Fedor Nikanorovich, Region Krasnodar.

Seit zehn Jahren baue ich die Rebsorte „Cardinal“ auf meinem Grundstück an. Natürlich wird sie oft krank, aber meine Familie und ich lieben den Geschmack und die Größe der Beeren so sehr, dass ich sie nicht ausreißen möchte. Um Krankheiten vorzubeugen, spritze ich die Reben im Frühjahr zweimal.

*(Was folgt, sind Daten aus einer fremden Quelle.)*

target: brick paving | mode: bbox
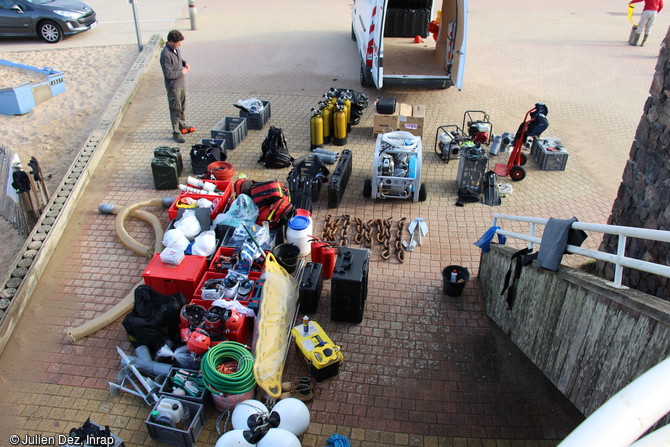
[0,0,660,447]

Beim ersten Mal verwende ich eine Kupfersulfatlösung (100 Gramm Lösung auf 10 Liter Wasser), solange die Knospen noch geschlossen sind. Beim zweiten Mal besprühe ich die Triebe, wenn die Blätter fast vollständig entfaltet sind. Zur Krankheitsvorbeugung verwende ich Ridomil oder Quadris. Deren Wirkung hält bis zum Herbst an. Wenn ich die Pflanzen jedes Jahr behandle, sind sie praktisch krankheitsfrei.

Rebsorte Cardinal
Kommentare zum Artikel: 1
  1. Sergej Alexandrowitsch

    Ich pflanzte 2013 einen Cardinal-Setzling aus Serbien auf meiner Datscha. Der Strauch treibt jedes Jahr kräftig aus und liefert eine hervorragende Ernte. Er wird an einer fächerförmigen, vierarmigen Rankhilfe auf einem einflächigen Gerüst erzogen.